Vingt degrés à 9h30 du matin. Sur la route pavée qui mène à l’abbaye, l’arrivée dans le bois giboyeux de Villers par Mellery est toujours un grand moment de beauté pour qui sait regarder plus loin que son volant, car après les quelques villages regroupés aux quatre murs de leurs églises dont leurs noms chantants résonnent brabançons et après les champs cultivés aux mille verts et fleurs sauvages, le temps subitement s’arrête de filer et le voyageur à l’écoute fait un bond en arrière de 700 ans.
Le chemin qui mène à la Porte de Namur franchit l’orée du bois de Villers pour s’enfoncer au cœur même de cette forêt tampon qui atténue les stigmates de la civilisation et du progrès depuis des siècles et a permis – pendant près de 650 ans – aux moines de garantir l’isolement et la solitude propices au développement spirituel, exigé par la règle cistercienne.

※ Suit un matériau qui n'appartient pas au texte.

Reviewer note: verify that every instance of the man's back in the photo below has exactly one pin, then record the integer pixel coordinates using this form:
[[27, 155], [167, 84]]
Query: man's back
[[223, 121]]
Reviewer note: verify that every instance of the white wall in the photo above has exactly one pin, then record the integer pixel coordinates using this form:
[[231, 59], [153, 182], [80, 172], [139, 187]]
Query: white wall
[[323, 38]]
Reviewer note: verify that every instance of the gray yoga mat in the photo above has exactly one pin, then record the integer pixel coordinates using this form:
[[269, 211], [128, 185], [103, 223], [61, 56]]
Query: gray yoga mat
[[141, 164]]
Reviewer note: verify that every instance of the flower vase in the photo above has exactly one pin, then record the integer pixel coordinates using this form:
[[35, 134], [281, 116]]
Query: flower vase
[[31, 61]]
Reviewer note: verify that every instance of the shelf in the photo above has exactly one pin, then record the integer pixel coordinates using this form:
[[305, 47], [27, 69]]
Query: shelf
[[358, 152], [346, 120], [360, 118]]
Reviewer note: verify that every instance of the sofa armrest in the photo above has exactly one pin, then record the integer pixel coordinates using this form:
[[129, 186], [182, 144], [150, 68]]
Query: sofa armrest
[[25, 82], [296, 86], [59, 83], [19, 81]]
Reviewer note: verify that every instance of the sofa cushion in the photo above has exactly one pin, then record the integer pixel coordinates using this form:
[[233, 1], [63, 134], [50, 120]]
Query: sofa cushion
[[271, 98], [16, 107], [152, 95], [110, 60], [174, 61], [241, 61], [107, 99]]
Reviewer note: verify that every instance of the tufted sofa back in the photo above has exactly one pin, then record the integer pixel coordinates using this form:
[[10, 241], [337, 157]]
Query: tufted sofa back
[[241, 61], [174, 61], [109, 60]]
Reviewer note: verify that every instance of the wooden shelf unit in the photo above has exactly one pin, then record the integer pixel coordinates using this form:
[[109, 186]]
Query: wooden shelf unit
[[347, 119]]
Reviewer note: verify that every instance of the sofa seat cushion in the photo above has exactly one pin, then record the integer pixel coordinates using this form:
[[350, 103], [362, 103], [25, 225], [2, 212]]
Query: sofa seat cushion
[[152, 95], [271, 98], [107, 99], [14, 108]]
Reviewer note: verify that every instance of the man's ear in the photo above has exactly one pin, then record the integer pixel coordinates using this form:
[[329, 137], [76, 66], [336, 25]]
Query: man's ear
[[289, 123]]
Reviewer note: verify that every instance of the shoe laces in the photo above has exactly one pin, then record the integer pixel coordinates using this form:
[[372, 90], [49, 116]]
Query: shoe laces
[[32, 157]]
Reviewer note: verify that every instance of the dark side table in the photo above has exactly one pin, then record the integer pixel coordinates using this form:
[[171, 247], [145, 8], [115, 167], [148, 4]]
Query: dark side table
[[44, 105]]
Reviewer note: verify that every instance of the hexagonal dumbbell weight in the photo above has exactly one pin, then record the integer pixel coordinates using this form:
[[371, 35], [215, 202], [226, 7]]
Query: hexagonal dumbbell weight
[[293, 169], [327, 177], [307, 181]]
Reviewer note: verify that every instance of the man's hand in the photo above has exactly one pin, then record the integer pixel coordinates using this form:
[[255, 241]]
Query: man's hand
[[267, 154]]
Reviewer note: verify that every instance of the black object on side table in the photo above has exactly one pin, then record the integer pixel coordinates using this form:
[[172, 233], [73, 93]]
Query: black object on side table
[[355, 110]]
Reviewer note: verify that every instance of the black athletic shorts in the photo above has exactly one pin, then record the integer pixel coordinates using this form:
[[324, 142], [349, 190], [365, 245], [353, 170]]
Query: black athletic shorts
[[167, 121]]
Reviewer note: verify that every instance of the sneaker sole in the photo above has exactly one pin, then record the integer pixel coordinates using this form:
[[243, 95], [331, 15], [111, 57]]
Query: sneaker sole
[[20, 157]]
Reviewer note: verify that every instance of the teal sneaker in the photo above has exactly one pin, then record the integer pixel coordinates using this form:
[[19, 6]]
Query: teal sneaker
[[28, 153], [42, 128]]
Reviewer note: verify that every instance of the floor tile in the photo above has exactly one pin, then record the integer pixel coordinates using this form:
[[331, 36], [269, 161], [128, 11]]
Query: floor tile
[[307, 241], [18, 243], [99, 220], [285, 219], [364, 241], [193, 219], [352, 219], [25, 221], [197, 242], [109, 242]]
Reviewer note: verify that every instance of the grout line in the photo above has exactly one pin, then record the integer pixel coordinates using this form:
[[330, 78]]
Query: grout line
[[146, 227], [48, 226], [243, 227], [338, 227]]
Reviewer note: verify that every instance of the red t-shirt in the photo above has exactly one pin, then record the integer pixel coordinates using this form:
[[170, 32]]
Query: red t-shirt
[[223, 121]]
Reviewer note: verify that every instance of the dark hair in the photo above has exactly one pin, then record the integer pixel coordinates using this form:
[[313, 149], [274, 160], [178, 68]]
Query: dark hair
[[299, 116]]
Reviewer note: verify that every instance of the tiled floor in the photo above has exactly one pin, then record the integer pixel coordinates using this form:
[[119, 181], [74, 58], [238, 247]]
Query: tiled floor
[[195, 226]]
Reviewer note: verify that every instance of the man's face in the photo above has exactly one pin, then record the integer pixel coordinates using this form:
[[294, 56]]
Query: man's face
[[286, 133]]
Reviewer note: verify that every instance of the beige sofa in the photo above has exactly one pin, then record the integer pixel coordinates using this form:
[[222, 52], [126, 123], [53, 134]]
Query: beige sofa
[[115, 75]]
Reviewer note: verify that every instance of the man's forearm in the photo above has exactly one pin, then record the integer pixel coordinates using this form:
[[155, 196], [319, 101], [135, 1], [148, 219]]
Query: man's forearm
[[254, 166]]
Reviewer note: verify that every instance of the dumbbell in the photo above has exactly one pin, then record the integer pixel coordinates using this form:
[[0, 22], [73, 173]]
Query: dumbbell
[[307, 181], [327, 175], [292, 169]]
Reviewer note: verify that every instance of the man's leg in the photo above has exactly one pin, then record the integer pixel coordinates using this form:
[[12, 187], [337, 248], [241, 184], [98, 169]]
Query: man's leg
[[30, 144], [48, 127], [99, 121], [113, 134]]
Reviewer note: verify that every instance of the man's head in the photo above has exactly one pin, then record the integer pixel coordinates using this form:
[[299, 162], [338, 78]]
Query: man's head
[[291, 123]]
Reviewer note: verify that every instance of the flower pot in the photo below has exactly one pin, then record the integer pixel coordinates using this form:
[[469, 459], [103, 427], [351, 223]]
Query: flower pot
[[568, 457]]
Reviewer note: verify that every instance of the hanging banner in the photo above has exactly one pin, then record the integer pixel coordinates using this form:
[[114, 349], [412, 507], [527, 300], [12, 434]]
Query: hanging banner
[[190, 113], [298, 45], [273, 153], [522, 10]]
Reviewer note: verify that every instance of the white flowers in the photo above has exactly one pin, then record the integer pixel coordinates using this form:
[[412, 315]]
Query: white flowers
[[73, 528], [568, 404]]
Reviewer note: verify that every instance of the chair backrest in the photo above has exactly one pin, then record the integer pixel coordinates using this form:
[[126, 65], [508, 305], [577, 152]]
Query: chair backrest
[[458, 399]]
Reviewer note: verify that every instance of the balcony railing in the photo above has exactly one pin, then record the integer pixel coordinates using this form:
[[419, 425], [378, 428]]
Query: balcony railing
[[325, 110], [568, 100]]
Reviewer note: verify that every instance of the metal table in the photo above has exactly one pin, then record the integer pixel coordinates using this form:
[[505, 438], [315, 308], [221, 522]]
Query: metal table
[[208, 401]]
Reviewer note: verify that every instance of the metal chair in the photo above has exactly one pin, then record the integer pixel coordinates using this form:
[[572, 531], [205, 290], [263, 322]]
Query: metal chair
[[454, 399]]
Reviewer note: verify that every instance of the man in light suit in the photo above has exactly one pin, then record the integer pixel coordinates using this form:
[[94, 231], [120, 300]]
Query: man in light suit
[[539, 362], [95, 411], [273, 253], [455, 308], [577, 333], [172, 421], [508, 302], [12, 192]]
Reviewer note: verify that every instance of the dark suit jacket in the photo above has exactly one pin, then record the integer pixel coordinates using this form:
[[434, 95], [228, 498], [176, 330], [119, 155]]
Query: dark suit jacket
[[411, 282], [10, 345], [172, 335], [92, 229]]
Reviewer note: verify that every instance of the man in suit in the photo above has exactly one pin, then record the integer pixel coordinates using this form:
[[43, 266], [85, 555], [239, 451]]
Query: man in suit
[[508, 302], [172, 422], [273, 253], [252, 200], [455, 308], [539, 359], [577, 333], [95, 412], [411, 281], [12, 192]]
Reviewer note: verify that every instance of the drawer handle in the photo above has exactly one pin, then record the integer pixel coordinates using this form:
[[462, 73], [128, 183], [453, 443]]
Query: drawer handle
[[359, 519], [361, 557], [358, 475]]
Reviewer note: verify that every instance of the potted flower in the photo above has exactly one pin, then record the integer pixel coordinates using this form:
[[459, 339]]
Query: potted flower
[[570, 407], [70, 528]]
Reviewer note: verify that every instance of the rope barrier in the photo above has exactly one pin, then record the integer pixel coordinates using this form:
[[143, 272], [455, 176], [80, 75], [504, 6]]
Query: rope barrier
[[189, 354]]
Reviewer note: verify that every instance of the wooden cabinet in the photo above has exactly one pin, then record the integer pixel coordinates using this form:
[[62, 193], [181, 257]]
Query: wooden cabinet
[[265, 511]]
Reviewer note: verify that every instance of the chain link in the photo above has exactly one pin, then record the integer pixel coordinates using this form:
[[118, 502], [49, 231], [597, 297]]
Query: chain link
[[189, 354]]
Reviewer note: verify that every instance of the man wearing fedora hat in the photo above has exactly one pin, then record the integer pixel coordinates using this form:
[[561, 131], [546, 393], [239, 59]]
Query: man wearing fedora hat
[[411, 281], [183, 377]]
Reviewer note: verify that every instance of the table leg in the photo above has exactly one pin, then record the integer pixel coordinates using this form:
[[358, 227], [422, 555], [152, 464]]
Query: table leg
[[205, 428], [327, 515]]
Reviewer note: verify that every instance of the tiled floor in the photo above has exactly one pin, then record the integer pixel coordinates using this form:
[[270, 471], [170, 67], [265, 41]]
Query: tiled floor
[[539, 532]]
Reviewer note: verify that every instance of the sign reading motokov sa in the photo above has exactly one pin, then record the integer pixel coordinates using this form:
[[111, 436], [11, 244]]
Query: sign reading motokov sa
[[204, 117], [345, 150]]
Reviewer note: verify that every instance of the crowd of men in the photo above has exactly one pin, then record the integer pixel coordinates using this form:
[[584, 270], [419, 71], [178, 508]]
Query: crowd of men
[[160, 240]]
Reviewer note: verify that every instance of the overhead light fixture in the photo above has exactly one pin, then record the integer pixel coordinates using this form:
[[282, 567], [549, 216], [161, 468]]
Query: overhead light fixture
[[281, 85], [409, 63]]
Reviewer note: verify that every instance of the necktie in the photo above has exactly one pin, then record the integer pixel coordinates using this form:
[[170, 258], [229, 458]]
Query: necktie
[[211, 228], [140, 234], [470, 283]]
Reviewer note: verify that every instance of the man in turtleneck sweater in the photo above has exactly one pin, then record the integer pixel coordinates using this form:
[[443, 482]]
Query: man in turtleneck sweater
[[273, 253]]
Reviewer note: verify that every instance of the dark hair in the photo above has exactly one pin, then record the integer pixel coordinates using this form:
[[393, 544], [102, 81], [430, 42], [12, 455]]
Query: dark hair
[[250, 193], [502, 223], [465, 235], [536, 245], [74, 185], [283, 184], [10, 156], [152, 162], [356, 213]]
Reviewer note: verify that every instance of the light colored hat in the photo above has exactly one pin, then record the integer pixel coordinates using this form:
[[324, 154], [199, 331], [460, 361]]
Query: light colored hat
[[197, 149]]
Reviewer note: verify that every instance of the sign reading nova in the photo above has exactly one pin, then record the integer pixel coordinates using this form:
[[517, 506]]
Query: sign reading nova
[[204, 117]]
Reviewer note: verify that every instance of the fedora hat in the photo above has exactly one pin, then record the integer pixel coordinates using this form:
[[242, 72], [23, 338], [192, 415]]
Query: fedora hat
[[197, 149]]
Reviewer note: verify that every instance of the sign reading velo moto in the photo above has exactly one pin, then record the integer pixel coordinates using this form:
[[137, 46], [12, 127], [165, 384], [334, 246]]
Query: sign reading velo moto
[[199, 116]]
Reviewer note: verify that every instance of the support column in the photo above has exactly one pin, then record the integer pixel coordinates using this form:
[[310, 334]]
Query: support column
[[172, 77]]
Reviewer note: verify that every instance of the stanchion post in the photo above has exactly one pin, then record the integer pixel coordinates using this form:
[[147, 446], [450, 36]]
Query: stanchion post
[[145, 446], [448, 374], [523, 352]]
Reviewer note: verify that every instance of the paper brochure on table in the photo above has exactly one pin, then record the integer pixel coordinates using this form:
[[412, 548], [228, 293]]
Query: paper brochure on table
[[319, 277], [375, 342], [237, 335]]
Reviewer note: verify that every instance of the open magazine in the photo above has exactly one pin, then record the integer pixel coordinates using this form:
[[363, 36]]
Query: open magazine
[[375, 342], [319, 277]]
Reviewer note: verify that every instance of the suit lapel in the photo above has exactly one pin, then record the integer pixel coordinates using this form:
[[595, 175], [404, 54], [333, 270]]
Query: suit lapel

Et pas que les moines ! Foi de vigneron de l’abbaye de Villers.
Ce matin, deux coqs – l’un faisan et l’autre faisant – s’étaient levés de bonne heure pour déjà peaufiner le terroir local avant l’arrivée des premiers vignerons.
Les fleurs en tête de rang pavoisaient de plus belle ce matin et semblaient participer à l’élection de Miss Rose sous la baguette de la grand aquarelliste, Dame Nature et Dame Monique.
Les instructions du Chef de Culture en grande forme ce matin ont résonné comme un slogan publicitaire de 1981 bien connu des tempes grisonnantes et des cheveux blancs:
Aujourd’hui j’enlève le bas !
Les instructions sont claires : désagatage total, épamprage sur 30 centimètres, palissage du vignoble, extraction méticuleuse une par une des adventices sous les rangs de la plaine.
Et voici que les vigneronnes et vignerons se couchent sur l’herbe aux côtés des ceps, s’agenouillent devant la vigne vigoureuse, s’arcboutent devant les cordons simples et s’émerveillent devant les grappes naissantes dont les toutes premières fleurissent déjà.
Midi sonne déjà. Les flacons résonnent, les verres trinquent. Le vin est un lubrifiant social, dirait Eric Boschman.
Michel et Monique nous ont amené un beau sourire d’Argentine aux parfums de Malbec.
Zoltan ne se retient plus. Il décide de jouer un air à la flûte de Pan aux senteurs péruviennes.
Puis vers quatorze heures et vingt quatre degrés plus tard, le vignoble se rendort dans toute sa beauté paisible, chère à chacune et chacun.